Avec son offre pléthorique – environ 350 stations saupoudrées sur un territoire montagneux de plus de 124 000 km2 -, la France comptabilisait l’an dernier plus de 52 millions de journées-skieur. Si les stations de haute altitude, créées à la faveur du Plan Neige entre 1964 et 1977, à l’instar d’Avoriaz ou encore des Arcs, sont devenues les fleurons du ski hexagonal, les stations-villages ont su habilement tirer leur épingle du jeu. « Lorsque la neige est au rendez-vous, la clientèle est spontanément plus encline à réserver dans les stations-villages prisées pour leur côté plus authentique », atteste Jean-Marc Silva, directeur général de France Montagnes.

Le Grand-Bornand, authentique village du massif des Aravis.
Le Grand-Bornand, authentique village du massif des Aravis.© G. LANSARD-ARAVIS

Leur atout phare ? Elles s’adossent à des bourgades antérieures au développement du ski alpin, discipline importée des pays nordiques à la fin du XIXe siècle. Ainsi, bien avant l’arrivée des premières remontées mécaniques, les spatules fendaient déjà les champs immaculés entourant Val d’Isère, avec la création de la première école de ski française. Outre les villages à forte tradition pastorale, les stations thermales comme les Eaux-Bonnes ou Cauterets, dans les Pyrénées, ont également été des territoires favorables au développement des sports d’hiver.

Des villages séculaires

Lorsqu’ils optent pour ce type de station, les vacanciers sont ainsi nombreux à rechercher l’empreinte du passé, se plaisant à musarder dans les ruelles pittoresques de ces communes perchées qui contribuent à la richesse du patrimoine français. Régulièrement classé parmi les dix plus beaux villages de France, Bonneval-sur-Arc (Savoie), à plus de 1 850 mètres d’altitude, en est l’une des plus captivantes illustrations. Dans la vallée de la Haute-Maurienne, au pied du col de l’Iseran, ce hameau dévoile de charmantes maisons de pierres coiffées de toits en lauze. En Haute- Savoie, Combloux, la bien-nommée « perle du mont Blanc », est tout aussi picturale, offrant en prime de belles sensations de glisse, puisqu’elle est reliée à deux grands domaines skiables : les Portes du Mont-Blanc, totalisant 100 kilomètres de pistes et Évasion Mont-Blanc avec 445 kilomètres.

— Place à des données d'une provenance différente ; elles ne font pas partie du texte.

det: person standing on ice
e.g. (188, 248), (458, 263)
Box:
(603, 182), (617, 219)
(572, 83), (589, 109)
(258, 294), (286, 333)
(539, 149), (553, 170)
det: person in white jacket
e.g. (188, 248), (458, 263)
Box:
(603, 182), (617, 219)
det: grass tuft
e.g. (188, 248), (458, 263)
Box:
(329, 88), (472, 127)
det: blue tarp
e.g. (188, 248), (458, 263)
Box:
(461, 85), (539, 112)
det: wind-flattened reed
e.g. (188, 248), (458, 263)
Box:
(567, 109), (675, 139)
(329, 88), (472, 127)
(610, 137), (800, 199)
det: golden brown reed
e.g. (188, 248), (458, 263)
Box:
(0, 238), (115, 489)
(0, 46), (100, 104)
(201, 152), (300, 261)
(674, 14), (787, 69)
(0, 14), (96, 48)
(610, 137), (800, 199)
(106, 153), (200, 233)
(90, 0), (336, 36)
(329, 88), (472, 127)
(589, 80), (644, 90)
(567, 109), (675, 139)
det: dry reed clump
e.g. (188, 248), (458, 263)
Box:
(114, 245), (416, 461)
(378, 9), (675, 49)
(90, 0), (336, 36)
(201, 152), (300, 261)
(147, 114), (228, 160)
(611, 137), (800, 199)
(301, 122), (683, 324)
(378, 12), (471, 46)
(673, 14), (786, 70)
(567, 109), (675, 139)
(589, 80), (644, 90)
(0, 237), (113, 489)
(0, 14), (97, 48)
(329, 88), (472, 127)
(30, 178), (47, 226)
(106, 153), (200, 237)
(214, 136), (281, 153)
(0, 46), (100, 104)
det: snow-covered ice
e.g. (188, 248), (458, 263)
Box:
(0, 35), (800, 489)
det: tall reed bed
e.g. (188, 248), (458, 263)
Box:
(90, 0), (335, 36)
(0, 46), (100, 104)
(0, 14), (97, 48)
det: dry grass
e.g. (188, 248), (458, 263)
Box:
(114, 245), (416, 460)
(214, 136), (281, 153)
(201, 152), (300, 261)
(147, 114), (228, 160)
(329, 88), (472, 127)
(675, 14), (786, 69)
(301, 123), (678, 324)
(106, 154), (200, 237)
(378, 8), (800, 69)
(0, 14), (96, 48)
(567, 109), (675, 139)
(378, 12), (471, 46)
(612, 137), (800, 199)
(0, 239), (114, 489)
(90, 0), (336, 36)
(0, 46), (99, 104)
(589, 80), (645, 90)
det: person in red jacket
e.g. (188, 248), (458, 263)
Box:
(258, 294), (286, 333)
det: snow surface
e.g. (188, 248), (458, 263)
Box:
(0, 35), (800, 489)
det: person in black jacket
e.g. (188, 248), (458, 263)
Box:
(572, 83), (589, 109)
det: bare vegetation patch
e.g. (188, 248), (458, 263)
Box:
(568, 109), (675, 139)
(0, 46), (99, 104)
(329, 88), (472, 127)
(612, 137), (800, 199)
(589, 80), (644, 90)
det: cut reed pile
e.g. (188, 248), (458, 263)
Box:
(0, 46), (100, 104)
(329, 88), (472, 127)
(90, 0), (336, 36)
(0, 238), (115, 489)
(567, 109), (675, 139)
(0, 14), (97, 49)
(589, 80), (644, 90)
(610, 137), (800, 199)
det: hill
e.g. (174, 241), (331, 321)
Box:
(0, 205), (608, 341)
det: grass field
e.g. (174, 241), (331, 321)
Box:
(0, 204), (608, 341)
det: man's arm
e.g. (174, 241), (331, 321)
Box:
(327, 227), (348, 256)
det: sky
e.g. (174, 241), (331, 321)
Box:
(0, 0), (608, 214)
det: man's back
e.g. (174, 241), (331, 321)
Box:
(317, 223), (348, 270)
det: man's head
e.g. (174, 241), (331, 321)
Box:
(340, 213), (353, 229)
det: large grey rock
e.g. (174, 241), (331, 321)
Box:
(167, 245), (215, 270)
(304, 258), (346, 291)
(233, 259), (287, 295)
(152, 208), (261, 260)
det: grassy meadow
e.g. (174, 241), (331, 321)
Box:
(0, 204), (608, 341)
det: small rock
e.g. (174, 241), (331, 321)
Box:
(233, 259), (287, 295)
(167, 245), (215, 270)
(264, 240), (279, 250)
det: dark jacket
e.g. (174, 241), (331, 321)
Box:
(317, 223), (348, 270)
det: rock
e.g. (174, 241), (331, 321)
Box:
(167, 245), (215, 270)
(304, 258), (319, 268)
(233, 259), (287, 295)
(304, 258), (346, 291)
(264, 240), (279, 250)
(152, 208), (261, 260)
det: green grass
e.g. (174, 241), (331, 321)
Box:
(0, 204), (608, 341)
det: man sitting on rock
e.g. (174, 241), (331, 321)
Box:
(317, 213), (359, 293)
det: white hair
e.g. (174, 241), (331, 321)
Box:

Vieux bourg planté de solides demeures, Samoëns n'a rien perdu de son âme.
Vieux bourg planté de solides demeures, Samoëns n’a rien perdu de son âme.© OT SAMOËNS

Non loin de là, relié au Grand Massif (265 kilomètres de pistes), le village de Samoëns est lui aussi riche d’une longue histoire. « L’existence et la permanence du bourg remontent au Moyen Âge, comme en témoigne la grande Halle construite en 1555. Avant la Révolution, Samoëns avait même vocation à devenir une ville de montagne. L’activité rurale était puissante et la bourgade très riche en entrepreneurs de maçonnerie et de pierres de taille », raconte Mickaël Meynet, responsable du service patrimoine et culture de la station.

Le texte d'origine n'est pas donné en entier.